On 6 July 1998, the criminal case against the officers was transferred to the Samara District Court. Eventually, in 1999, five of the accused officers were brought before the court, but on 26 October of that year, the case was returned to the prosecutor's office for additional investigation. During the trial, the court drew attention to the results of a comprehensive forensic psychological and psychiatric examination which determined that Voroshilov suffered from a mixed personality disorder. According to the examiners' findings, he showed character traits such as secrecy, mendacity and a pathological tendency to blame others for his mistakes. Ultimately, the court found the officers not guilty on all charges, noting that it was possible Voroshilov had made the torture claims up. Regardless, all of them were later dismissed from the police department.

== Voroshilov's trial ==
The trial began in early 1999. The prosecution's main evidence was the results of various forensic examinations and the testimony of surviving victims. One of the officers who had chased after the killer who had stolen Korotkov's car allegedly identified Voroshilov as the man, but his testimony was ruled as questionable, as the officer himself admitted that the suspect's face was illuminated by the vehicle's headlights for only a few seconds.

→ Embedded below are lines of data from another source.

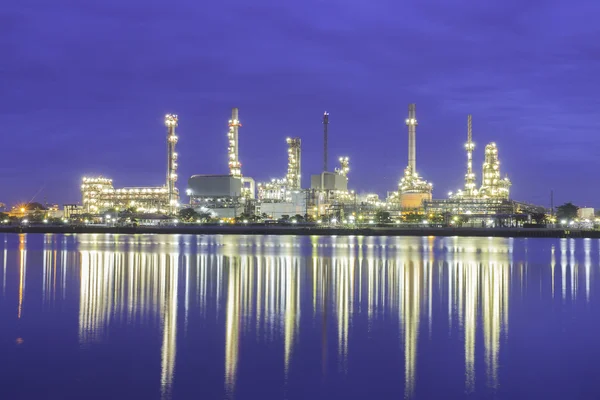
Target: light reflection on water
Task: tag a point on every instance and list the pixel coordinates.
(281, 291)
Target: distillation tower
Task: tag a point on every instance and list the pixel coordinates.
(235, 167)
(470, 189)
(293, 177)
(413, 190)
(171, 124)
(280, 190)
(492, 185)
(325, 125)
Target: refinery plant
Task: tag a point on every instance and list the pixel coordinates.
(328, 199)
(98, 193)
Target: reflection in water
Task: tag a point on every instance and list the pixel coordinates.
(258, 287)
(22, 271)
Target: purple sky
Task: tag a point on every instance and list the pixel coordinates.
(85, 85)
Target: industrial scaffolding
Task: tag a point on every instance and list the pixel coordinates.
(98, 193)
(413, 190)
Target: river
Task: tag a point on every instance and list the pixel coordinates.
(101, 316)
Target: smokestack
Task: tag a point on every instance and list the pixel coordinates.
(325, 123)
(411, 122)
(171, 123)
(235, 167)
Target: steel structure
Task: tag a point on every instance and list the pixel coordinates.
(280, 190)
(98, 194)
(325, 125)
(293, 177)
(173, 200)
(344, 167)
(235, 167)
(413, 189)
(411, 122)
(470, 189)
(492, 185)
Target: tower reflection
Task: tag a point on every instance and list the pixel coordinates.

Two of the Forest Maniac's surviving victims - Mamuka Santeladze and Alevtina Butkevich - could not identify Voroshilov as their assailant. In his testimony, Santeladze insisted that they were not victims of the serial killer, but of an unrelated opportunistic criminal who was after their car. Among Voroshilov's personal belongings were an Afghan coat and a sports windbreaker that had blood stains matching Santeladze's blood type, but this did not match the camouflage jacket the attacker had supposedly been wearing. Nikolai Filimonov, Voroshilov's lawyer, also pointed out that he could not have been involved in the attack, as there were no traces of Santeladze's blood found on the camouflage jacket. Voroshilov himself also actively participated in the trial, filing various motions in every session trying to disprove the prosecution's arguments and claims.

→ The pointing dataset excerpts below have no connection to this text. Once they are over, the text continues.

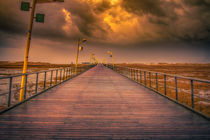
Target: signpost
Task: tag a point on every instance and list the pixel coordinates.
(25, 6)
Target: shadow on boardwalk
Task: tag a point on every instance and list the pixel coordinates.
(101, 104)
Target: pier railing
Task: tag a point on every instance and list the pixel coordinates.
(191, 93)
(36, 83)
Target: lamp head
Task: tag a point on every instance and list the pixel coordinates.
(84, 40)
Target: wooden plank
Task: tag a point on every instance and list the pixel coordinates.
(101, 104)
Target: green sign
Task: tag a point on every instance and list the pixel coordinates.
(40, 17)
(25, 6)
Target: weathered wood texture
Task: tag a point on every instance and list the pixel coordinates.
(101, 104)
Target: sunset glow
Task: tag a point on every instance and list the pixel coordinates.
(167, 30)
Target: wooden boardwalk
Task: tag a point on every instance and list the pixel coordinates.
(101, 104)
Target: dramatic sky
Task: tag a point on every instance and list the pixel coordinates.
(141, 31)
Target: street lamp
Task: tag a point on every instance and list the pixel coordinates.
(25, 6)
(111, 54)
(91, 57)
(79, 48)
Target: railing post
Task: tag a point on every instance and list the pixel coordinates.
(67, 72)
(165, 84)
(10, 91)
(37, 78)
(150, 80)
(45, 73)
(64, 71)
(145, 78)
(176, 88)
(70, 73)
(192, 93)
(51, 78)
(25, 89)
(156, 81)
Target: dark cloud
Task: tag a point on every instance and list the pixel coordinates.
(144, 7)
(179, 20)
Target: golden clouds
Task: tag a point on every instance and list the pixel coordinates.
(121, 24)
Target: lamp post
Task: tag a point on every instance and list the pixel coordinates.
(26, 7)
(79, 48)
(111, 54)
(91, 57)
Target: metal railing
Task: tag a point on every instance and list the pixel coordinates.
(191, 93)
(35, 83)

In spite of the inconsistencies and unreliable testimony, the Samara District Court found Voroshilov guilty of two murders (Korotkov and Kulakovskaya) and three assaults (Santeladze, Butkevich and the wounded officer). As a result, he was sentenced to 15 years imprisonment - the only available punishment according to the Criminal Code applied at the time. Throughout the proceedings, Voroshilov kept his composure and remained emotionless while the verdict was read out. After the trial concluded, he filed an appeal to the Supreme Court, which reviewed the case and then upheld his sentence on 6 March 2000. Voroshilov was then transferred to serve his sentence at a penal colony in Ryazan Oblast.

== Release and aftermath ==
In 2005, Voroshilov and his lawyers filed another complaint to the European Court of Human Rights in the hope that they would reverse the conviction and commute his sentence. On 8 December 2005, the Court issued its opinion on the case, rejecting most of the complaints filed by Voroshilov. He served out the sentence in its entirety and was released on 30 July 2012.

The identity of the Forest Maniac remains a subject of debate. After Voroshilov's arrest, six more murders took place in Samara from 1997 to 1998, all of which were eerily similar to the ones committed by the serial killer. This had led some to question Voroshilov's guilt, while investigators continue to insist that he was the perpetrator, pointing out that the killings ceased after his arrest.